Bu aralar gündemde olan konuların başında kira artışları var.
Batman'da konut ve işyeri kira artışları yüzde 50–150 arasında değişiyor.
Kiralar daha önce de yüksekti ancak 2022’de resmen uçtu.
Diyarbakır Caddesinde 10–15 metrekarelik bir işyerinin aylık kirası 7-8 bin liradan başlıyor.
3+1 bir dairenin aylık kirası 2.500 liradan başlıyor.
Şehrimizde küçücük eski bir dairenin aylık kirası 1.500 liradan başlıyor.
Zamlarla birlikte kiracılar ciddi manada bir mağduriyet yaşamaya başladı.
Salgın ve ekonomideki dalgalanmalar en çok kiracıları etkiliyor.
Ancak kiracıları düşünen yok.
Kiracılar da haklarını aramakta aciz.
Kira artışında mülkiyet sahipleri yasal artışları takmıyor.
Kiracılar da bunun farkında değil.
Aslında kiracılar işin başında yanlış yapıyor.
Kiraladıkları mesken için işyeri sahibi ile önce kira kontratı imzalamaları gerekir.
Ortada noter onaylı kira kontratı olmadığı için kimsenin kira oranlarını taktığı yok.
Hâlbuki kiracılar bir meskeni veya işyerini kiralarken kira artışını yılsonunda hangi artışa göre yapacaklarını belirleseler, en azında artış noktasında bir kriterleri olur.
Yasalara göre normalde her kiracı ve mülk sahibi arasında kira kontratı zorunludur.
Kira kontratı olması durumunda kira artışı ile ilgili hiçbir madde olmasa bile kiracılar artışa itiraz ederlerse hem mülk sahibi bildirim yapmadığı gibi para cezası alacak hem de kira artış oranı tefe tüfe’ye göre yapılacak.
Yeni açıklanan rakamlara göre, kira sözleşmesinde kira parasının artırılması TÜFE artış şartına göre yapılırsa, 2022/Ocak ayında yapılacak artış oranında 2022 enflasyon oranı baz alınacak.
Açıklanan enflasyon rakamlarına göre aylık kira artış oranı kapsamında sözleşmesi bu ay biten kiracılar için kira oranı yüzde 19,60 olarak açıklandı.
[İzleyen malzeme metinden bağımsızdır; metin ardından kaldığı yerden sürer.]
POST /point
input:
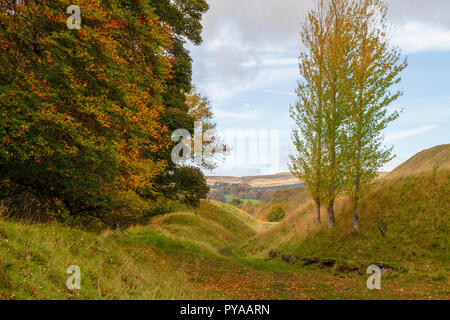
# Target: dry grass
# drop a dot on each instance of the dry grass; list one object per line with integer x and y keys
{"x": 437, "y": 158}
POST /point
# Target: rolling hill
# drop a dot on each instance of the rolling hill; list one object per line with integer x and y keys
{"x": 411, "y": 205}
{"x": 275, "y": 180}
{"x": 222, "y": 252}
{"x": 437, "y": 158}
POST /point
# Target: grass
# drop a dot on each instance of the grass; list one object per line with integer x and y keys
{"x": 220, "y": 253}
{"x": 253, "y": 201}
{"x": 416, "y": 210}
2022 kira artış oranı ile birlikte ev sahipleri, evlerinde oturan kiracılara aynı oranda zam yapmakla mükelleftir.
Bu durumda daha önce kirası Bin lira olan birinin ödeyeceği rakam en fazla 1200 lira olacak.
Ama gerçekte ise öyle olmuyor.
Kira oranları nereden bakarsanız yüzde 50 artışla gidiyor.
Bu durum karşısında hiç kimse kiracıyı korumuyor.
Kiracı iflas etmiş, icralık olmuş, kimsenin umurunda değil.
Kiracı bile yasalara göre hareket edip kendini güvenceye alabilir.
Oysa ne bilinçlenmiş bir kiracı var ne de kiracıyı düşünen var.
Tabi bir de kirası döviz olan kiracılar var.
Hem döviz artışı hem yıllık zam, bu kiracıları tam tüketti.
Yaşanan ekonomik durum karşısında kiracıların da mağdur olmaması için gerekli tedbirlerin alınması lazım.
Kiracıları tümü ile mülk sahiplerinin inisiyatifine bırakmak elbette doğru değildir.
Hem kiracılar bilinçli şekilde kendilerini savunmalı hem de tefe tüfe sınırını aşan oranda zam yapanlara kurumların müsaade etmemesi gerekir.